Research Areas

Mechanisms of viral replication

Our general research concept is based on the combined use of innovative biochemical and classical genetic/virological methods, predominantly in the area of virus and host proteomics. Projects focus on genetic, molecular and biochemical analyses of four adenovirus (Ad) regulatory proteins, the identification of cellular interaction partners, and the evaluation of their lytic and oncogenic properties in tissue culture as well as animal models. In particular, the possibility to analyze viral protein functions in the context of cell transformation and/or transformed cells is extremely useful to uncover novel principles of viral oncogenesis, and, importantly, has given new insights into molecular strategies used by Ad for viral replication in permissive cells. In fact, much of our current understanding of the molecular mechanisms controlling Ad replication has derived from the study of the viral regulatory proteins involved in cell transformation. Moreover, work in our group increasingly involves translational aspects, aiming at the therapeutic exploitation of our research results.

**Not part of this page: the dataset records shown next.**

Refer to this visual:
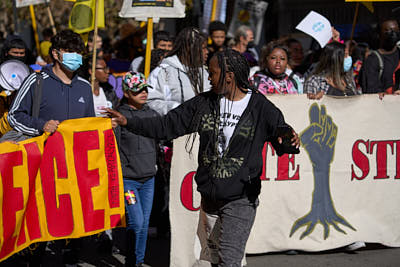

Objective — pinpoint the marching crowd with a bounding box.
[0,19,400,266]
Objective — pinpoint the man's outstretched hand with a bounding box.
[104,108,127,128]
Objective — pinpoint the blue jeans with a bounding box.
[124,177,154,263]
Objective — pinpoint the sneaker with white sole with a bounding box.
[346,241,366,251]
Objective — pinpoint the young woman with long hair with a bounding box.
[148,27,210,115]
[251,42,302,95]
[304,42,361,99]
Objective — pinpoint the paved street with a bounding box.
[0,234,400,267]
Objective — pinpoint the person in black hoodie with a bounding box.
[117,72,158,266]
[107,49,300,267]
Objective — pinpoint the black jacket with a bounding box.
[116,103,158,182]
[126,92,292,201]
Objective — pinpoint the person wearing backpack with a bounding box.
[7,30,95,266]
[360,19,400,95]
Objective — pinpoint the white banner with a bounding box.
[170,95,400,267]
[119,0,185,20]
[16,0,50,8]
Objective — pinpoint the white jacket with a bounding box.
[147,55,211,115]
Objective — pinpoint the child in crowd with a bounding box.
[117,72,157,266]
[107,49,300,267]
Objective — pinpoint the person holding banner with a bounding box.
[360,18,400,95]
[107,49,300,267]
[304,42,361,99]
[8,30,95,264]
[117,72,158,267]
[8,30,95,136]
[251,42,303,95]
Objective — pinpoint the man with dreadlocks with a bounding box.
[107,49,300,267]
[147,27,210,240]
[148,27,210,115]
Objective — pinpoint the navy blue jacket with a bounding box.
[116,103,158,182]
[8,66,95,136]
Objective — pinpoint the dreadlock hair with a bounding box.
[185,48,253,154]
[167,27,206,95]
[312,42,346,91]
[214,48,254,94]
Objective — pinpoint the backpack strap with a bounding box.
[32,72,43,118]
[288,71,299,91]
[371,50,384,80]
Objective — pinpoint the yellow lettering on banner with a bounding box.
[0,118,125,261]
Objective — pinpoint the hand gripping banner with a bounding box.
[0,118,125,261]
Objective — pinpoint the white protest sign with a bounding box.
[119,0,185,20]
[296,11,332,48]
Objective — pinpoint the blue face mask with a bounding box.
[62,52,82,71]
[343,56,353,72]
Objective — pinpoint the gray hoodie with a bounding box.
[147,55,211,115]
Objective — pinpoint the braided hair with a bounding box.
[185,48,253,154]
[167,27,206,95]
[214,48,255,92]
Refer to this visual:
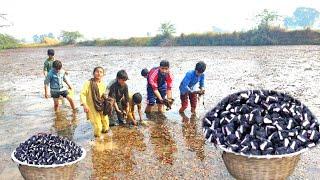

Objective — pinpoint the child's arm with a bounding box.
[44,84,49,98]
[130,106,136,122]
[124,85,130,114]
[138,104,142,121]
[199,74,204,93]
[43,61,48,77]
[44,75,51,98]
[80,81,90,113]
[63,74,72,89]
[114,102,121,113]
[181,72,192,92]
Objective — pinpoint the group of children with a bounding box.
[44,49,206,137]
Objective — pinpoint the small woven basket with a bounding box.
[222,148,302,180]
[11,149,86,180]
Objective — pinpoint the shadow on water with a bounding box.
[148,113,177,164]
[180,113,205,161]
[91,127,146,179]
[53,110,79,140]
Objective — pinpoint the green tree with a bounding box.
[256,9,280,29]
[0,34,19,49]
[284,7,320,29]
[159,22,176,37]
[60,31,83,44]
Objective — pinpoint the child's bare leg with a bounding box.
[191,107,196,114]
[179,106,187,113]
[144,104,152,113]
[66,96,76,110]
[53,98,59,111]
[158,104,163,113]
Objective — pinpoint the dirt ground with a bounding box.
[0,46,320,179]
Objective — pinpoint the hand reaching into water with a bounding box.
[83,105,89,113]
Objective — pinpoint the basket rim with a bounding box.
[11,147,87,168]
[217,145,309,159]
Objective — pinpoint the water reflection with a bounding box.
[149,113,177,165]
[180,113,205,161]
[91,127,146,179]
[53,110,78,140]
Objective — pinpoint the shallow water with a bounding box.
[0,46,320,179]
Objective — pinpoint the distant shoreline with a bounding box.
[0,28,320,49]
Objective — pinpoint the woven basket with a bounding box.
[222,151,301,180]
[11,149,86,180]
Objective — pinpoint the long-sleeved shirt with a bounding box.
[43,58,54,72]
[108,81,129,103]
[148,67,173,90]
[179,70,204,94]
[44,69,70,91]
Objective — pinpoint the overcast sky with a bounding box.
[0,0,320,41]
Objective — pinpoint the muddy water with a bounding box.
[0,46,320,179]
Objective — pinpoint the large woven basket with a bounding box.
[222,150,304,180]
[11,149,86,180]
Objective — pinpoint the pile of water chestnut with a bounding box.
[14,133,83,165]
[202,90,320,155]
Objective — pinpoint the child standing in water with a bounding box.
[108,70,129,126]
[43,49,54,77]
[179,61,206,114]
[44,60,76,111]
[127,93,145,125]
[80,67,109,137]
[145,60,173,113]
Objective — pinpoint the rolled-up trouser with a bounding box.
[147,86,167,106]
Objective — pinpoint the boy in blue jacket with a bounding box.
[179,61,206,114]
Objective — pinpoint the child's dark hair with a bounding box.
[93,66,104,74]
[117,70,128,81]
[52,60,62,70]
[132,93,142,104]
[160,60,170,68]
[47,49,54,56]
[141,68,149,76]
[196,61,207,73]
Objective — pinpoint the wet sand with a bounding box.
[0,46,320,179]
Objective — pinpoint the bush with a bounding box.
[0,34,19,49]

Over the past years our group has made important contributions to the understanding of the role of E1B-55K, E4orf6 and VI proteins in productive viral replication and their function in malignant cell transformation. Much of our current understanding on the molecular basis involved in viral and cellular mRNA transport in Ad-infected cells has derived from our analyses of the viral proteins and has led to the identification of novel, most likely, general mechanisms of viral oncogenesis.

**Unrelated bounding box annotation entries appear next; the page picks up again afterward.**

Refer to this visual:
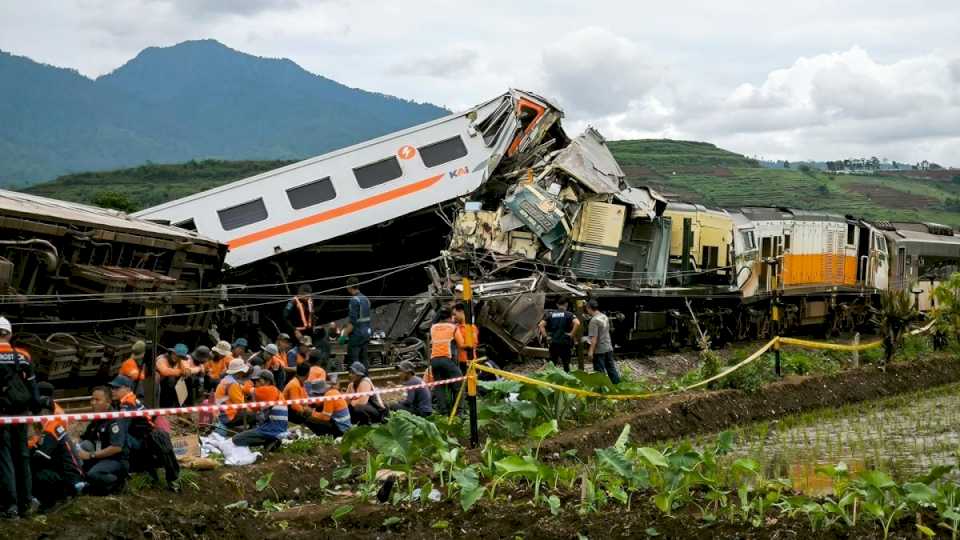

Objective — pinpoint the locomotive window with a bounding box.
[353,156,403,189]
[217,199,267,231]
[417,135,467,167]
[287,176,337,210]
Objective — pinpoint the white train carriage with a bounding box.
[135,90,562,267]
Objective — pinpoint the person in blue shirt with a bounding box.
[337,277,372,369]
[540,298,580,372]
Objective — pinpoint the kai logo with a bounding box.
[397,144,417,161]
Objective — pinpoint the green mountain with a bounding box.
[25,139,960,227]
[0,40,447,186]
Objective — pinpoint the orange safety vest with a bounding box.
[213,375,244,420]
[430,322,457,358]
[293,296,313,330]
[120,356,146,382]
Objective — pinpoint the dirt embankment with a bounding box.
[541,360,960,455]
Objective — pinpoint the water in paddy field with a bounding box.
[697,384,960,495]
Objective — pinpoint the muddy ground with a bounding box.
[0,359,960,540]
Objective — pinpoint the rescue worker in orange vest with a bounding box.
[0,317,40,519]
[453,302,480,373]
[283,285,313,341]
[119,341,147,395]
[233,369,288,451]
[31,382,86,510]
[307,351,327,382]
[263,340,287,388]
[283,364,325,435]
[110,375,180,492]
[203,341,233,392]
[156,343,190,409]
[213,358,251,437]
[307,380,351,437]
[430,307,463,414]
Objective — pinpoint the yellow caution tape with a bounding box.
[450,321,934,408]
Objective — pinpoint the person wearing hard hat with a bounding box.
[233,369,288,450]
[203,341,233,391]
[119,340,147,395]
[0,317,40,518]
[347,362,387,426]
[156,343,190,408]
[307,380,351,437]
[213,358,250,437]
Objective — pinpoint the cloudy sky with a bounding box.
[0,0,960,166]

In the upcoming years our department will concentrate on the analysis of intrinsic cellular defense mechanisms and host cell restriction factors (e.g. Daxx, PML, ATRX and SPOC1) that counteract Ad infection/cell transformation as well as the mechanisms by which E1B-55K and the viral late (capsid) components (V, VI and VII) antagonize the antiviral functions of these host cell factors. Additionally, we will continue to uncover the molecular basis underlying the selective shut-off of host cell mRNA-transport in productively Ad-infected cells.

Viral oncogenesis

A major project within our department will aim for an understanding of the molecular basis underlying the oncogenic capacity of hMSCs focusing particular attention on the identification of cellular factors involved in mesenchymal to epithelial transition (MET). These analyses comprise comparative studies of oncogenically transformed hMS cells by high-throughput transcriptome and proteome approaches as well as functional studies to substantiate the role of the identified factors in the transformation process. These studies should reveal new strategies of cell transformation, and thus, provide a platform for the design of anti-cancer therapeutics.

Antiviral targets

Another important development will involve translational aspects aiming at therapeutic exploitation of our research results. In this context emphasis will be given to potential therapeutic targets (cellular and viral) identified in our department including nuclear export receptors, E3-ubiquitin ligases and, most importantly ubiquitin specific proteases (USPs). Part of this project is integrated into and funded by the German Center for Infection Research (DZIF) in the Thematic Translational Unit (TTU) “Infections of the Immunocompromised Host“ (IICH). Work in this area will be supported by the establishment of differentiated cell culture and tissue culture systems as well as a humanized mouse model, which, in the long term, also should allow us to study mechanism of Ad persistence and pathogenicity in vivo in combination with clinical Ad isolates.